Juventud, edad prometeica

Publicado el 31 de mayo de 2025, 19:13

   Cuando fui joven, albergué la fugaz esperanza de tener amigos dedicados al noble afán de filosofar. Algunos los hubo, incluso, que llegaron a cursar estudios en aquellas arduas materias, legamosas y confusas, aunque atractivas en razón de su propia divagadora oscuridad. De la filosofía, entonces, sólo tenía una imagen brumosa; y nada había en ella que la volviera atractiva a mis ojos en cualquier aspecto. El viejo profesor y su metáfora de la cáscara amarga, con la que resumía los avatares de la vida de cualquier filósofo que no fuera de su gusto, era todo lo que yo había sacado de mi escuálido bachillerato filosófico y curil. Por fortuna, creo que salí bastante indemne.

   Quedaba mucha tierra por roturar, pues fueron tantos los campos que dejamos en barbecho con las prisas y la ignorancia.

   Luego llegaron esos días en que uno no ceja de parlotear sobre Dios, la Nada, la Vida o el Inconsciente, como si sobre esos asuntos anduviera en posesión de arcanas verdades. Cháchara interminable, en la que se reflejaban los anhelos de una generación, o de unos cuantos al menos, que allí chapoteábamos. Nos adiestrábamos, como hacen los animalillos antes de salir del cubil y lanzarse a la caza. Sólo que, para nosotros, el objeto a cazar era algo tan intangible como aquellos asuntos de los que tratábamos en el rincón más apartado de alguna grasienta tahona. Hablábamos de la vida, como si al hacerlo se conjurara ésta ante nuestra presencia, material y corpórea, llegando a adquirir una densidad inusitada, hormonal. La vida aún no vivida venía a encarnarse en medio de aquellos discursos con que de jóvenes explorábamos los últimos territorios vírgenes de la infancia, que pronto habríamos de abandonar de forma definitiva, pero sin nostalgia.

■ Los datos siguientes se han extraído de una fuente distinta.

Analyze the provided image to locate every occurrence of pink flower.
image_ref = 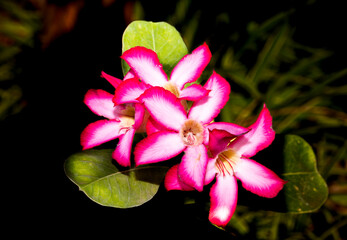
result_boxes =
[134,72,230,191]
[165,105,286,226]
[81,72,145,167]
[114,44,212,104]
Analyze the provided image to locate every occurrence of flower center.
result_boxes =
[216,149,240,176]
[164,82,180,98]
[119,105,135,134]
[180,119,204,146]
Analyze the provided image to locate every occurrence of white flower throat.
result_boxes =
[180,119,204,146]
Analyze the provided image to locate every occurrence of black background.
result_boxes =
[0,0,347,239]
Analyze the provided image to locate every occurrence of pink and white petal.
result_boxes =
[230,104,275,158]
[113,78,151,105]
[101,71,123,88]
[164,164,195,191]
[179,84,209,101]
[81,120,121,150]
[207,122,249,135]
[188,72,230,123]
[234,158,286,198]
[204,158,218,185]
[133,103,146,130]
[123,68,139,81]
[139,87,187,131]
[121,46,167,86]
[146,116,168,135]
[208,129,241,157]
[84,89,118,119]
[170,43,212,89]
[112,128,135,167]
[209,174,237,227]
[134,131,186,166]
[178,144,208,191]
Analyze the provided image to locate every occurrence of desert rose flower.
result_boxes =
[165,105,286,226]
[81,71,145,167]
[134,72,230,191]
[118,43,212,104]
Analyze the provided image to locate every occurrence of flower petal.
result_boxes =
[112,128,135,167]
[134,131,186,166]
[189,72,230,123]
[204,158,217,185]
[139,87,187,131]
[178,144,208,191]
[170,43,212,89]
[123,68,139,81]
[113,78,151,105]
[179,84,209,101]
[84,89,118,119]
[146,117,168,135]
[208,129,237,157]
[230,104,275,158]
[207,122,249,135]
[81,120,122,150]
[164,164,194,191]
[234,158,286,198]
[133,103,148,130]
[121,47,167,86]
[209,174,237,227]
[101,71,123,88]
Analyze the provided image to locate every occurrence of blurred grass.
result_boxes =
[143,0,347,239]
[0,0,40,120]
[0,0,347,239]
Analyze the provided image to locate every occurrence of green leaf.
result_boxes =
[122,21,188,75]
[65,150,167,208]
[239,135,328,213]
[282,135,328,213]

  Escribíamos poesías como surrealistas, poseídos por el fantasma de Tzara, adentrándonos así en el misterio en que toda vida consiste. Nos sentíamos existir en aquella abstrusa logomaquia sin fin ni principio. Existir con una vida intensa, apasionada. Éramos, de golpe, el proyecto de ser, su propia encarnadura mortal, levantando su figura ante nosotros.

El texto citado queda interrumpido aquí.